World’s Biggest Data Breaches

Rarely does a week go by without a government agency or large company announcing a data breach. For example, while writing this blog I learned a large-scale cyber attack hits nearly 100 countries and thousand of computers ransom throughout a day(Click here to know more). The risks, cost and threats are increasing. A data breach means that data was accessed by individuals who should not have been able to access it. It also means that account protection of the data failed. The data can represent personal information, such as health records, email conversations, online transactions and banking records, or corporate data, which is most often customer information or hosted applications.

While exploring different kinds of data breaches happened over the past years, I came across “World’s Biggest Data Breaches” created by Information Is Beautiful site. In this post, I discuss what I liked, what I didn’t like and based on the raw data, how I would create the graphs to get better insights.

Things I like

  • Aesthetics: Interactive and dynamic visualization creates a rich experience that makes it easier for the user to navigate and analyze based on their interest.
  • Validation: When clicked on a bubble, the visualization also provides additional details of each breach for context and sources from which the user can validate the numbers and related information.
  • Multiple filters: Users are able to see data breaches based on Method of Leak, Number of Records Stolen and Data Sensitivity and Organization.
  • Colors: Use of different colors to distinguish leaks based on year or method of leak

Things I didn’t like

  • Misleading bubbles on the graph: As shown in Image 1, tiny bubbles appear when you change the filter and it is hard to say whether those are bubbles for security breaches or not since it does not show a tooltip or a label.
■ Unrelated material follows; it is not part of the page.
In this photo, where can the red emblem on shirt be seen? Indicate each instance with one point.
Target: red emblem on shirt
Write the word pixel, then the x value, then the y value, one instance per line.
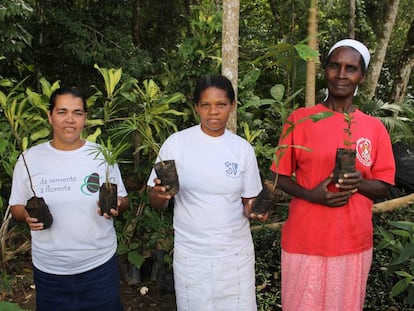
pixel 363 149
If those bubbles show security breaches, tooltip is required to identify the company name and related information

    Misleading small bubbles among bubbles with valid breach
    Image 1: Misleading small bubbles among bubbles with the valid breach and same size of bubbles for different size of the breach.
  • Inaccurate depiction of information: If you observe the bubbles in Image 1, Slack and Uber has same bubble size though they have a huge difference in the number of records stolen. 500,000 records got stolen from Slack while only 50,000 records were stolen from Uber (refer Image 4). This behavior in a graph is clearly wrong and conveys inaccurate information to the user.
  • Poor choice of information representation: The data is shown from 2004 to 2017 and there are multiple flaws in it. Bubble lies over multiple years which makes it confusing to decide when the breach happened. Because of the style of the graph where years are shown vertically, it is impossible to do year over year analysis.
  • Weak KPIs: This visualization can be used for exploratory analysis but does not contain a claim or insights. The data could be used to see stronger KPIs. For example, which type of attacks over years has occured more, year over year analysis of total attacks and which year had a maximum number of attacks.

How would I improve

Luckily I found dataset for this visualization and decided to create few graphs to show how we can improve.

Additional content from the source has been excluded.